In a news release, St. Paul Police Federation president David Titus said he was “highly disappointed” with a Nov. 15 resolution of support put out by Local 3800, as well as the presence of the union’s members at protests outside the Fourth Precinct police station in north Minneapolis.
The labor union, which represents University of Minnesota clerical workers, called the shooting an outgrowth of "deep-seated, systemic racism that persists in our country where young people of color are profiled, criminalized, brutalized by police all across America." Local 3800 members also held a rally in solidarity with Black Lives Matter last weekend near where Clark was shot.

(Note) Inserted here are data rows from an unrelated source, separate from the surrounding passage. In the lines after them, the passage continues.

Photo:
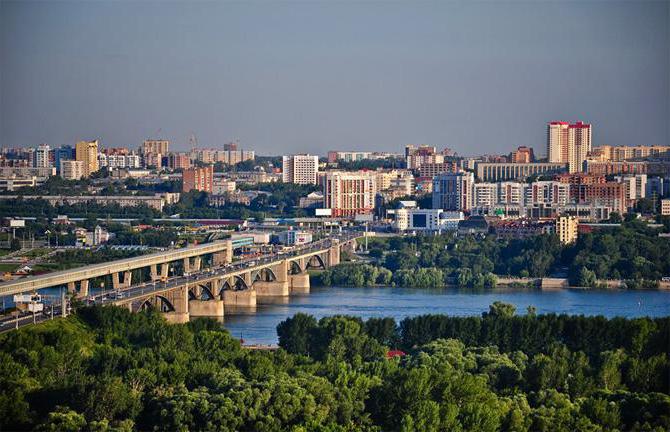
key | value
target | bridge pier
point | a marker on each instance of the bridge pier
(206, 308)
(272, 289)
(178, 298)
(83, 288)
(333, 256)
(127, 280)
(240, 298)
(299, 283)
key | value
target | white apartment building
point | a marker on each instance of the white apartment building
(348, 194)
(72, 169)
(119, 161)
(41, 156)
(413, 219)
(453, 191)
(568, 143)
(636, 185)
(548, 193)
(300, 169)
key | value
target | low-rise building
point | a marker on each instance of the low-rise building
(433, 220)
(294, 237)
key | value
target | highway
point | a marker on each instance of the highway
(138, 291)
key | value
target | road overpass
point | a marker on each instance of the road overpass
(207, 291)
(121, 270)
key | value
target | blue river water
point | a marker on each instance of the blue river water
(259, 326)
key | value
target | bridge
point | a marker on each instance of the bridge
(195, 289)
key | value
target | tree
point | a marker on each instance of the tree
(295, 333)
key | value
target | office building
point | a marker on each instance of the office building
(568, 143)
(200, 179)
(87, 152)
(494, 172)
(567, 229)
(453, 191)
(348, 194)
(72, 169)
(300, 169)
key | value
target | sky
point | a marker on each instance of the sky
(312, 76)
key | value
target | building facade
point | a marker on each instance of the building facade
(453, 191)
(568, 143)
(72, 169)
(200, 179)
(348, 194)
(494, 172)
(87, 152)
(300, 169)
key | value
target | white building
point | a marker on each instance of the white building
(433, 220)
(568, 143)
(119, 161)
(293, 237)
(300, 169)
(72, 169)
(636, 185)
(41, 156)
(453, 191)
(223, 186)
(349, 194)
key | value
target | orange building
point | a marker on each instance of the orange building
(200, 179)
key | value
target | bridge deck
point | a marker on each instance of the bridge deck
(48, 280)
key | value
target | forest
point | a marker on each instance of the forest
(106, 369)
(633, 252)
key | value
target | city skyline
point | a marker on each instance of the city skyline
(477, 78)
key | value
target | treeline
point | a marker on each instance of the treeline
(106, 369)
(633, 252)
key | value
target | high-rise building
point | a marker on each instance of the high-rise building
(179, 161)
(61, 154)
(568, 143)
(72, 169)
(349, 194)
(522, 154)
(300, 169)
(41, 156)
(453, 191)
(200, 179)
(87, 152)
(567, 229)
(155, 147)
(415, 157)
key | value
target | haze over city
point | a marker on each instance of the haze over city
(309, 77)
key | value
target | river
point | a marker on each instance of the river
(259, 326)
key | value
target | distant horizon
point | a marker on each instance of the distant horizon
(284, 77)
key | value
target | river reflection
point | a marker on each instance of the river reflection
(259, 326)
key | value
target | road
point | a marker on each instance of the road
(54, 310)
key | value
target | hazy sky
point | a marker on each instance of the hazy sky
(312, 76)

Clark was shot in the early morning of Nov. 16 after a physical confrontation with police officers responding to a disturbance call at his sister's North Side apartment building. His death prompted days of public protests demanding an end to police brutality and the firing of the officers involved.
Last week, state and federal authorities opened separate investigations into the incident.
The read, in part:
“If you truly are ‘in solidarity with workers worldwide’ as your website displays - why were you not protesting the unsafe working conditions that rank and file officers (and possibly some AFSCME employees) endured this last week at the 4th Precinct? Bricks, rocks, mace and Molotov Cocktails were used against brother and sister union members. Where's the outrage? Where's the solidarity you speak of?”
Local 3800 leaders noted the union has a “longstanding belief in the need for solidarity between working people and an injury to one worker is an injury to all workers,” and joined protesters in demanding the release of any bystander and surveillance video of the incident. But Federation officials encouraged to “remember that there are men and women who gave an oath and work under very dangerous conditions every day protecting your rights to do so.”
Titus further urged the labor union to "replace" its statement "with language that is more reflective of your practices."